A few minutes later Katie and her uncle walked outside. Katie had her hand in his and led him away from the house in the direction of where she and I had buried her family.
Katie took him to the spot, then stopped. They just stood there looking down at the graves, not saying a word. Slowly her uncle stretched one of his arms around Katie’s shoulders and pulled her to his side. She leaned her head against his chest and again began to cry.
I heard Reverend Paxton’s voice again. He was just finishing what he had been saying to Katie.
I glanced over at her. The Katie of my rapid recollections was now a beautiful grown-up bride!
“—from this day forward, for better, for worse, for richer, for poorer, in sickness and in health, to love and to cherish, till death do you part, according to God’s holy ordinance?”
“I do,” said Katie softly.
Reverend Paxton turned to Jeremiah.
“Do you, Jeremiah Patterson,” he said, “take this woman to be your wedded wife . . .”
I couldn’t help my mind straying again, this time to the first moment I set eyes on Jeremiah . . .
“MO’NIN’ TO YOU, Miz Kathleen,” called out a friendly voice.
I turned to see a tall, lanky black man on the side of the street tipping h
is hat and smiling broadly.
“Hello, Henry,” said Katie, pulling back on the reins, then stopping the horses.
The man approached. I saw his eyes flit toward me for a second. But I still kept looking straight ahead. It was a little hard, though, ’cause sauntering up beside him a couple steps behind was a black boy just about as tall that looked to be Katie’s and my own age. I could feel his eyes glancing my way too.
“How’s yo mama, Miz Kathleen?” he said.
“Uh . . . everything’s just fine, Henry.”

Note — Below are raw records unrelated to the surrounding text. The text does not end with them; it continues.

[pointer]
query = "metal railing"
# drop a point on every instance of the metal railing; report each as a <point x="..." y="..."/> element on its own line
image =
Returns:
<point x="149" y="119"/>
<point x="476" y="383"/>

A funny expression came over his face. He paused briefly, then looked to his side and then back. “Ah don’ believe you two ladies has eber made erquantence wif my son Jeremiah.—Jeremiah,” he added, looking at the boy, “say hello ter Miz Kathleen an’ Miz Mayme.”
The young man took off the ragged hat he was wearing, glancing down at the ground and kind of shuffling like he was embarrassed, then looked up at the wagon.
“How ’do,” he said. “Glad t’ know yer both.”
And the evening Jeremiah asked me to marry him . . .
EMMA HAD LEFT the door ajar. There stood Jeremiah holding a little bouquet. He had a sheepish look on his face, which wasn’t like him, and he smelled of lilac water, which was even less like him!
Immediately I felt the back of my neck getting hot!
“Here,” he said, handing me the flowers. “I brought dese fer you.”
I took them and smiled.
“I thought maybe we cud go fer a walk or somethin’,” he said.
As we left the house together, I knew something was different about this visit, and I more than halfway suspected what it might be.